Rage
RAGE, noun [Heb. to grind or gnash the teeth.]
1. Violent anger accompanied with furious words, gestures or agitation; anger excited to fury. Passion sometimes rises to rage
Torment and loud lament and furious rage
2. Vehemence or violent exacerbation of any thing painful; as the rage of pain; the rage of a fever; the rage of hunger or thirst.
3. Fury; extreme violence; as the rage of a tempest.
4. Enthusiasm; rapture.
Who brought green poesy to her perfect age, and made that art which was a rage
5. Extreme eagerness or passion directed to some object; as the rage for money.

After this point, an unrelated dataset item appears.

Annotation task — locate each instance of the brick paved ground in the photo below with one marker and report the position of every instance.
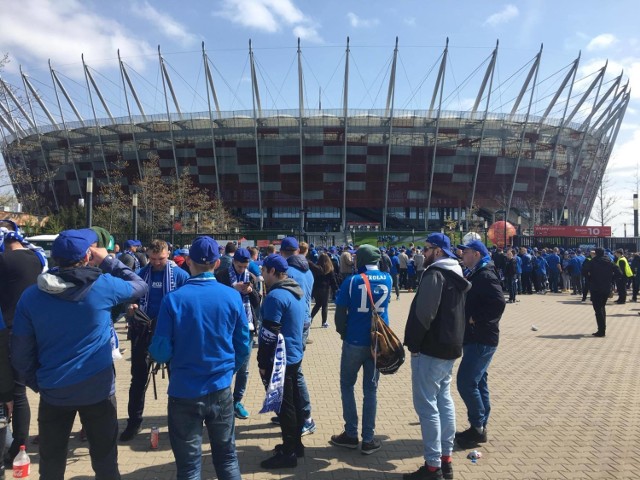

You purchase pain with all that joy can give, and die of nothing but a rage to live.
RAGE, verb intransitive
1. To be furious with anger; to be exasperated to fury; to be violently agitated with passion.
At this he inly rag'd.
2. To be violent and tumultuous.
Why do the heathen rage? Psalms 2:1.
3. To be violently driven or agitated; as the raging sea or winds.
4. To ravage; to prevail without restraint, or with fatal effect; as, the plague rages in Cairo.
5. To be driven with impetuosity; to act or move furiously.
The chariots shall rage in the streets. Nahum 2.
The madding wheels of brazen chariots rag'd.